Yanakları şimdi çirkin kızarıklıklarla kaplanmıştı ve burnu, denizin altında peydana gelen bir deprem sonucu yerinden oynayan bir mercan adası gibi yüzünün ortasında yana yatmıştı.
“O yüzden burada içiyoruz. Ve buradan... gittiğimizde... tüm birayı dostlarımız içecek.”
Saatlerdir bu şekilde devam ediyordu: felsefi söylemler, bira yapımcılığı hakkında bilgiler ve şarkılar. Pencereleri örten battaniyelerin kenarlarından sızan güneş ışıkları çok azalmıştı.
Gözleri kapalı olan Mouse duraksadı. Sonra bir başka şarkıya başladı.
“Duvarın üzerinde yüz şişe bira, yüz şişe bira... o şişelerden biri düşecek olursa...”
“Gitmem gerek,” dedi Jack. Mouse’un ona işe yarar bir bilgi vermesini umarak mümkün olduğunca kalmıştı, ama daha fazla bekleyemeyecekti. Bir başka yerde, Tyler Marshall onu bekliyordu.
“Dur,” dedi Doc. Eğilip çantasını altüst etti ve elinde bir şırıngayla doğruldu. Loş odada elindekini havaya kaldırdı ve cam gövdesine tırnağıyla vurdu.
“O nedir?”
Doc, Jack ve Beezer’a kısaca gülümsedi. “Hız,” dedi ve şırınganın içindeki sıvıyı Mouse’un koluna boşalttı.

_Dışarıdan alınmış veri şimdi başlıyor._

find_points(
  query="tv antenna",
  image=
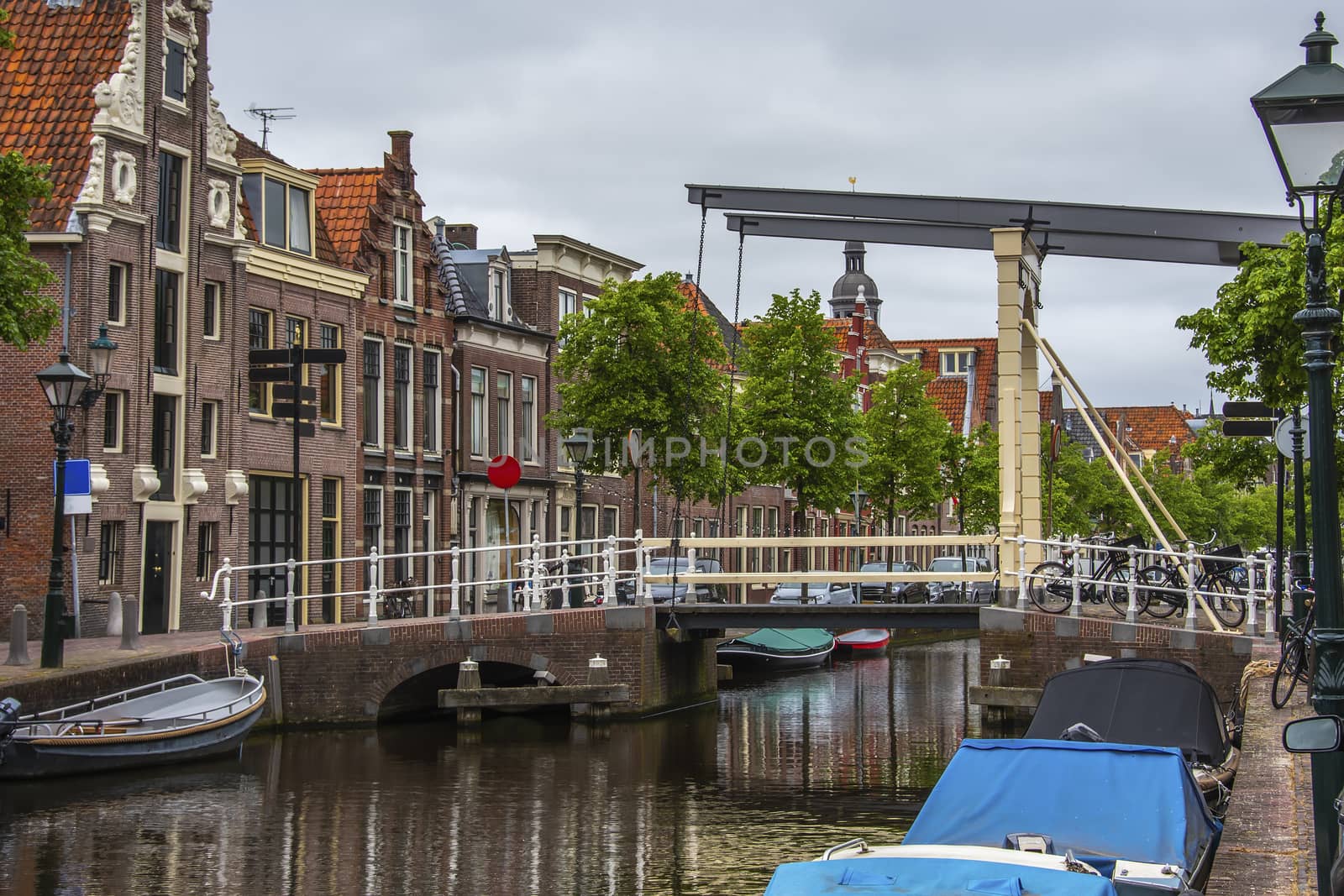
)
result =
(269, 114)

Bir süre durumda hiçbir değişiklik olmadı. Jack tam gitmesi gerektiğini tekrar söylemek için ağzını açmıştı ki, Mouse’un gözleri aniden faltaşı gibi açıldı. Artık gözleri kanla kaplanmış, parlak bir kırmızıya dönmüştü. Yine de görebiliyordu, Jack üzerine dönen bakışlardan bunu anlayabiliyordu. Mouse, Jack’i geldiğinden beri belki ilk kez görüyordu.
Ayı Kız, ardında sürekli tekrarladığı bir fısıltının izlerini bırakarak odadan kaçtı. “Daha fazlasına dayanamam, dayanamam, dayanamam...”

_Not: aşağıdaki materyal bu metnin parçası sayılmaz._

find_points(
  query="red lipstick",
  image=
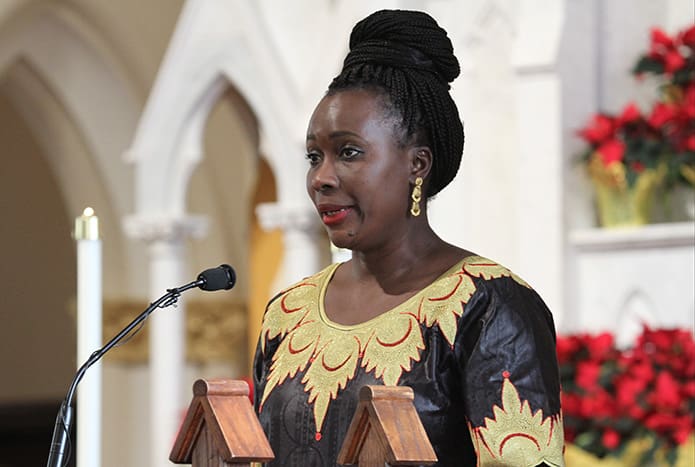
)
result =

“Lanet olsun,” dedi Mouse gıcırtılı bir sesle. “Lanet olsun, işim bitik değil mi?”
Beezer, arkadaşının başını şefkatle okşadı. “Evet, dostum. Korkarım öyle. Bize yardım edebilecek misin?”
“Beni bir kez ısırdı. Sadece bir kez ve şimdi... şimdi...” Korkunç, kırmızı gözleri Doc’a çevrildi. “Seni zorlukla görebiliyorum. Kahrolası gözlerimde bir tuhaflık var.”
“Çok az vaktin kaldı,” dedi Doc. “Sana yalan söylemeyeceğim, dostum”
“Henüz bir yere gitmiyorum,” dedi Mouse. “Bana üzerine yazabileceğim bir şey verin. Bir harita çizmek için. Çabuk. Bana yaptığın iğne neydi bilmiyorum, Doc, ama köpeğin lanet olası zehri ondan daha güçlü. Bilincimi uzun süre koruyamayabilirim. Çabuk!”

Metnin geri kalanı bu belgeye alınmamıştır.